Numa nota enviada à comunicação social, a Agência de Gestão da Tesouraria e da Dívida Pública (IGCP) anunciou que a emissão vai ocorrer na próxima quarta-feira, pelas 10:30, e que as Obrigações do Tesouro (OT) têm maturidades em 15 de abril de 2021 e 15 de fevereiro de 2030, com um montante indicativo global entre 750 milhões e 1.000 milhões de euros.

Este será o segundo duplo leilão de OT deste trimestre, depois de a 09 de março o IGCP ter colocado 1.215 milhões de euros com este instrumento, embora com maturidades diferentes.

No último leilão de Obrigações do Tesouro comparável a cinco anos, que ocorreu a 09 de março, o IGCP colocou 594 milhões de euros a uma taxa de juro de 2,03%.

É preciso recuar a 2010 para encontrar um leilão de Obrigações de Tesouro com maturidade próxima dos 14 anos. A 28 de julho desse ano, Portugal colocou 681 milhões de euros em Obrigações de Tesouro com maturidade em outubro de 2023, a uma taxa de juro média de 5,377%.

Mais recentemente, o IGCP tem optado por realizar leilões de OT a 10 anos - e no último leilão com esta maturidade, que ocorreu a 09 de março, conseguiu colocar 621 milhões de euros a uma taxa de juro de 3,13% - ou com maturidades bem superiores, com destaque do leilão a 22 anos, que ocorreu em outubro do ano passado.

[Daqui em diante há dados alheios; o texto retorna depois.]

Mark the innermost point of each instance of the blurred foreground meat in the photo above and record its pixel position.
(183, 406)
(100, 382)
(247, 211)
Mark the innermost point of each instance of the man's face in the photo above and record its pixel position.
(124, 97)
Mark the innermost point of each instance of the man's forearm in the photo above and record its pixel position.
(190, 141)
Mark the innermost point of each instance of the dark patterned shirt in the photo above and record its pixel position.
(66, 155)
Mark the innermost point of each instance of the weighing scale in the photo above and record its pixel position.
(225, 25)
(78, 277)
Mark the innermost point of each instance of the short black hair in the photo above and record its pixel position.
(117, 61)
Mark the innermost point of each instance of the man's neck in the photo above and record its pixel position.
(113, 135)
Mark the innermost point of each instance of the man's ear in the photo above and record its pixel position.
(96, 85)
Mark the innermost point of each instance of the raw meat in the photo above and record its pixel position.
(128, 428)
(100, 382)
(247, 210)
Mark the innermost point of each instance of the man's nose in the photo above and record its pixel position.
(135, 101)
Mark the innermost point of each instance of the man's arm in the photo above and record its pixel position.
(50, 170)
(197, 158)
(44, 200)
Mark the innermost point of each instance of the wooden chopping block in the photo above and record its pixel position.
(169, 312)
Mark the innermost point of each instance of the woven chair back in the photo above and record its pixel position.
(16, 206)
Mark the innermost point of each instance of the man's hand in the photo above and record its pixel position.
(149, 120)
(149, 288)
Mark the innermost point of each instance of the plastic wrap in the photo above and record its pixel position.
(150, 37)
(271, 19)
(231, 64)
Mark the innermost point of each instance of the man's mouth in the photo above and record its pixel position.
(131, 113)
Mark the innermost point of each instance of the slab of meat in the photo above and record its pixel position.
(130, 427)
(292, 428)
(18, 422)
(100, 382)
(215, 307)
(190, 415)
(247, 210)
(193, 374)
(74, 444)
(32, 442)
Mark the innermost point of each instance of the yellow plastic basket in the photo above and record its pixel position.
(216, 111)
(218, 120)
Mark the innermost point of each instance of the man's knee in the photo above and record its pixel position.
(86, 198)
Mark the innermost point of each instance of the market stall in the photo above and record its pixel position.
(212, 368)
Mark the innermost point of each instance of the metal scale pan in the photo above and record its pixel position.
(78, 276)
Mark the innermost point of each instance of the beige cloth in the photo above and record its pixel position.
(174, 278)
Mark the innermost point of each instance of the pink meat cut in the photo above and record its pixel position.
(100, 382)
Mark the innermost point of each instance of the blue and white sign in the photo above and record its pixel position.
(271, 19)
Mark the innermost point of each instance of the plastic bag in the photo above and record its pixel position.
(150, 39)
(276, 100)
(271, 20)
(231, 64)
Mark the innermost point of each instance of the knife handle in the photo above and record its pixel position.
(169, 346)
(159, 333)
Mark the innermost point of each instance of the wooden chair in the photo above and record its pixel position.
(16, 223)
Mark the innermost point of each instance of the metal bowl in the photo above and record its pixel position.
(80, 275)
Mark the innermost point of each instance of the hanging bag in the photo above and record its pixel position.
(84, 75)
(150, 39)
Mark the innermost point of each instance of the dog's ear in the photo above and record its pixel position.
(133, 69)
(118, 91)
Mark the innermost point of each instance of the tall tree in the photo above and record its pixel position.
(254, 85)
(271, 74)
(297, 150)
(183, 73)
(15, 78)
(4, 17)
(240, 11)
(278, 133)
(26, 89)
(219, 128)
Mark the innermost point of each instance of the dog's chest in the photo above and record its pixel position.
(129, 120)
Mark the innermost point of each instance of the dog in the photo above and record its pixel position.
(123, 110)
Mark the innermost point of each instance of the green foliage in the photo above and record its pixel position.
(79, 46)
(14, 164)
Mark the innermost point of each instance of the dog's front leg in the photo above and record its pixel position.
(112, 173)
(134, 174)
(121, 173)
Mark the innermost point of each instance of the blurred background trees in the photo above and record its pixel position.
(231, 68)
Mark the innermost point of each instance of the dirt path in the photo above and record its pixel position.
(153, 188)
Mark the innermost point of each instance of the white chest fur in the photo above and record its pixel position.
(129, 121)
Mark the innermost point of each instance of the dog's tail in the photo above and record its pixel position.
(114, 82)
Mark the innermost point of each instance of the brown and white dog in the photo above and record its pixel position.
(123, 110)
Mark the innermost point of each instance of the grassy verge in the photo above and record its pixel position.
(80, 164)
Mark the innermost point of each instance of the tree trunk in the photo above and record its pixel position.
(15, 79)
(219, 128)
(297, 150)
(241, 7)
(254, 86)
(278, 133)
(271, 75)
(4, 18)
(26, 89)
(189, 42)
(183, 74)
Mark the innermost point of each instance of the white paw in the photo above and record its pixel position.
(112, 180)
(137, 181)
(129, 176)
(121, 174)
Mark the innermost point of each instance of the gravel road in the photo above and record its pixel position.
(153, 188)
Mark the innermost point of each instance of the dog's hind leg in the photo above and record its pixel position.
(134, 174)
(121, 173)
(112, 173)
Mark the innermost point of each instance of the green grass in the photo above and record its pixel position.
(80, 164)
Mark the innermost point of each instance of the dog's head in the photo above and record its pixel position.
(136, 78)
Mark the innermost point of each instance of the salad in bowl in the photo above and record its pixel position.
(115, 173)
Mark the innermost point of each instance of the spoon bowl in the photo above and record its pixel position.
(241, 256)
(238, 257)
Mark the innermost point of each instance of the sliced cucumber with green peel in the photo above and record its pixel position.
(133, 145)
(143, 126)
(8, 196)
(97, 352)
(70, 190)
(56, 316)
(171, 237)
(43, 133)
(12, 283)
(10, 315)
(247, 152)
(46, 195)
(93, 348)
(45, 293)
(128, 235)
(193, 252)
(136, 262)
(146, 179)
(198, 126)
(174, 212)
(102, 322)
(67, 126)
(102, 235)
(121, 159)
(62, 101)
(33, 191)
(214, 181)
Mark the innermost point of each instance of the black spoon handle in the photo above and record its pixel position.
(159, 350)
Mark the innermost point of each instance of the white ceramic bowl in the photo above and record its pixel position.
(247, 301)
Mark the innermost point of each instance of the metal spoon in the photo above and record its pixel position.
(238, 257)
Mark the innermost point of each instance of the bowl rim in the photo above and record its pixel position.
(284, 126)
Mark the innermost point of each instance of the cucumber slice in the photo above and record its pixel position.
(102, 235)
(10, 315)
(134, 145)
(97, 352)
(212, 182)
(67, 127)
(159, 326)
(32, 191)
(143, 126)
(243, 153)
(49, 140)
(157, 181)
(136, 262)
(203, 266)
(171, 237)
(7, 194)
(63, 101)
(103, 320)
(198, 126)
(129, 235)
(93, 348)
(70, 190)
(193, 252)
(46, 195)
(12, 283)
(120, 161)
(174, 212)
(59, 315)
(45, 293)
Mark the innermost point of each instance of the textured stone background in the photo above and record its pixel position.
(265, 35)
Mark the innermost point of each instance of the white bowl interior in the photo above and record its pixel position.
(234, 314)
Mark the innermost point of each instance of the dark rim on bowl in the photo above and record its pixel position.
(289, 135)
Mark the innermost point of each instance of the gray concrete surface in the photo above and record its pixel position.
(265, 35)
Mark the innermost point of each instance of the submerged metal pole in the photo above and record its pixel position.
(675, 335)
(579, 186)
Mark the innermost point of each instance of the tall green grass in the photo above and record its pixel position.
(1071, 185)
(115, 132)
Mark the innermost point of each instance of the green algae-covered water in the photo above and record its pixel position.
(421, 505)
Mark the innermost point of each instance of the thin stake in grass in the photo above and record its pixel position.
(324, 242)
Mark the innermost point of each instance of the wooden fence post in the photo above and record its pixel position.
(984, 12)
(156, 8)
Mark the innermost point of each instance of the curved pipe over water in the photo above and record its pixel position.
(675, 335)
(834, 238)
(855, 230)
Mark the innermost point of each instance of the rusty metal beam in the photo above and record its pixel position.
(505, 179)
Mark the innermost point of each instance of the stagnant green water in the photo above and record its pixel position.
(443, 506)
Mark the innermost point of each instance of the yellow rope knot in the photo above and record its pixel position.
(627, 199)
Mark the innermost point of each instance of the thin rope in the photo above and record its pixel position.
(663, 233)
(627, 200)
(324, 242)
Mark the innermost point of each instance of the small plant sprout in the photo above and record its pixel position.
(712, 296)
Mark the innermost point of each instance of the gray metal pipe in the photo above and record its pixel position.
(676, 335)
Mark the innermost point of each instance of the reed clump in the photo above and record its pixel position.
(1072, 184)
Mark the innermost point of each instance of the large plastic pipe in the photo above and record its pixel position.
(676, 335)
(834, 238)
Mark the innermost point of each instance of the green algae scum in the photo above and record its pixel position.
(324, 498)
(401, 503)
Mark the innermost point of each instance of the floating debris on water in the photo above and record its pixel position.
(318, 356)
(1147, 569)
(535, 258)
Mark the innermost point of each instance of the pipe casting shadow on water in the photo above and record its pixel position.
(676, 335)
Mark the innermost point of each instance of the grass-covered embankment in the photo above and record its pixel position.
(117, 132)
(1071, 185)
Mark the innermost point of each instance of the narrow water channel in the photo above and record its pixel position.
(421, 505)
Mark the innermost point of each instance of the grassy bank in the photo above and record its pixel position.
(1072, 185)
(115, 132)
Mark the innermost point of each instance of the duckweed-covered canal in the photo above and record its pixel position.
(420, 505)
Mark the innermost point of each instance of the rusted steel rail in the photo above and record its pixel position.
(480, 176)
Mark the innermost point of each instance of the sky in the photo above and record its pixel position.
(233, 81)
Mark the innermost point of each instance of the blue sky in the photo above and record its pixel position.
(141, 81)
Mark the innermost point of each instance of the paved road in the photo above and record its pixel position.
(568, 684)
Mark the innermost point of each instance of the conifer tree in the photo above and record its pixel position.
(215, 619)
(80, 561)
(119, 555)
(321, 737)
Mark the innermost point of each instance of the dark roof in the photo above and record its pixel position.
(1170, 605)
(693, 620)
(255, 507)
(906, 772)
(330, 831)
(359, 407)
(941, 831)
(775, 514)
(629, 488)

Nesse leilão, Portugal colocou 350 milhões de euros a uma taxa de juro 3,23%.

No Programa de Financiamento da República Portuguesa para 2016, divulgado aos investidores em janeiro, o IGCP disse esperar emitir, em termos brutos, entre 18.000 a 20.000 milhões de euros em dívida de médio e longo prazo este ano, "combinando sindicatos e leilões" e assegurando "no mínimo" um leilão de Obrigações do Tesouro (OT) por trimestre.